The results of the ceasefire have seen all surviving hostages returned and hundreds of Palestinian prisoners released. However, the return of deceased hostages has been slow. Aid distribution has become contentious, with Hamas claiming that fewer aid trucks are entering Gaza than promised. Aid organizations report a significant shortfall in necessary supplies, while Israel asserts it is fulfilling its commitments under the truce. The Rafah border crossing with Egypt remains closed, with Israel stating it will only open it once the last hostage’s body is returned. The living conditions in Gaza are dire, with many residents constructing makeshift shelters from debris, and a large number of children suffering from malnutrition, worsened by floods affecting temporary shelters and sanitation.
Some violence persists, as Palestinian militants have attacked Israeli forces, resulting in casualties on both sides. A proposed international stabilisation force intended to maintain order in Gaza is still undefined, with disagreements over its composition and tasks. Plans for a Palestinian governing body, independent of Hamas, have also not been clarified. The Palestinian Authority, which governs parts of the West Bank, is expected to implement reforms before taking a role in Gaza, but no details have been shared.

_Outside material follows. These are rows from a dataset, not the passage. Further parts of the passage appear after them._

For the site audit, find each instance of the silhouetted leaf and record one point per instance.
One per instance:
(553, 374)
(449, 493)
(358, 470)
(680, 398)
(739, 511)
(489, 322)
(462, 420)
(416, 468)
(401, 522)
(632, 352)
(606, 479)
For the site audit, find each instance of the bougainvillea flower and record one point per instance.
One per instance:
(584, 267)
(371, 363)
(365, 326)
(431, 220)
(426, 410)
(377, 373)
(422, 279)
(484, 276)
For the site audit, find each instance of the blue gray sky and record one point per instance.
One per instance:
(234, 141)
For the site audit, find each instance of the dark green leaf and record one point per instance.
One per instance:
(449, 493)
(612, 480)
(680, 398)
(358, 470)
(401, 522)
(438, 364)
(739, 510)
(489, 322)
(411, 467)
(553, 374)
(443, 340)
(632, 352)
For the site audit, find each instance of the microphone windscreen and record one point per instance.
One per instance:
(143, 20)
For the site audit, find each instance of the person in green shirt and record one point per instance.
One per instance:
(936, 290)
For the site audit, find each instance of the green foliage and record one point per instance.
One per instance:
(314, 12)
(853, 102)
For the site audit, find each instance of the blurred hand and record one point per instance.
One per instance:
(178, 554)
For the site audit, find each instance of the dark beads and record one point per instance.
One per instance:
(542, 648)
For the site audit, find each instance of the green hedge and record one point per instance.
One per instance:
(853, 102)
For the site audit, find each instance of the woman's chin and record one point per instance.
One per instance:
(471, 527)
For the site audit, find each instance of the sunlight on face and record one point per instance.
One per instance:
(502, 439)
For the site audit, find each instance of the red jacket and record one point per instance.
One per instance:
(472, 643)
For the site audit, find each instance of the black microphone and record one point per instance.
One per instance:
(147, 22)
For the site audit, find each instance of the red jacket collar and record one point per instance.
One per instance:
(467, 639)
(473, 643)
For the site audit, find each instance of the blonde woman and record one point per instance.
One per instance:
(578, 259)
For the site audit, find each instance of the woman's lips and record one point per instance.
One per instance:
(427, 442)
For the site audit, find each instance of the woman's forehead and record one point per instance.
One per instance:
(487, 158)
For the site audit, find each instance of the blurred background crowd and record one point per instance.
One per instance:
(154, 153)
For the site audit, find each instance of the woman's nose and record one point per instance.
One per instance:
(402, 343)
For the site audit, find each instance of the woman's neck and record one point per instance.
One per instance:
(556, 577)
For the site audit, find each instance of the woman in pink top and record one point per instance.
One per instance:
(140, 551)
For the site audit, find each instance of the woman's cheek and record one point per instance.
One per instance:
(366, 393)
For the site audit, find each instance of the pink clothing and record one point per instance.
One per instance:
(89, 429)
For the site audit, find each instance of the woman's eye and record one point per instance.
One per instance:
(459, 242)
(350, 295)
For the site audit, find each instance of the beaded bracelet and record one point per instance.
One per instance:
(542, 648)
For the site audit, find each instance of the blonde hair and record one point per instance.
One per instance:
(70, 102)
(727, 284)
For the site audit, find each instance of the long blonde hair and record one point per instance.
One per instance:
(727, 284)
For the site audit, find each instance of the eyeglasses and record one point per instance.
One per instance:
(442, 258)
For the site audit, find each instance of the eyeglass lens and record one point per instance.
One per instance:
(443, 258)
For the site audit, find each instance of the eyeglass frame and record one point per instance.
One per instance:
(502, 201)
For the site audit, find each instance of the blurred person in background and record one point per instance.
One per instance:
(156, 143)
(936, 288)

The possibility of lasting peace remains uncertain. Israel suggests military action may resume if Hamas does not disarm, yet a return to full-scale war does not seem imminent. Both Israelis and Palestinians are skeptical about the long-term success of the Trump plan and fear it may lead to a continued, unresolved conflict. Many Israelis are concerned about the potential for Hamas to rearm, while Palestinians worry about ongoing Israeli control and lack of resources for rebuilding Gaza.
Trust between Israelis and Palestinians is at a low point, with the two-state solution, considered vital for lasting peace, appearing increasingly distant. Despite international support for Palestinian statehood, Israeli leadership continues to reject this notion, raising doubts about future negotiations and outcomes.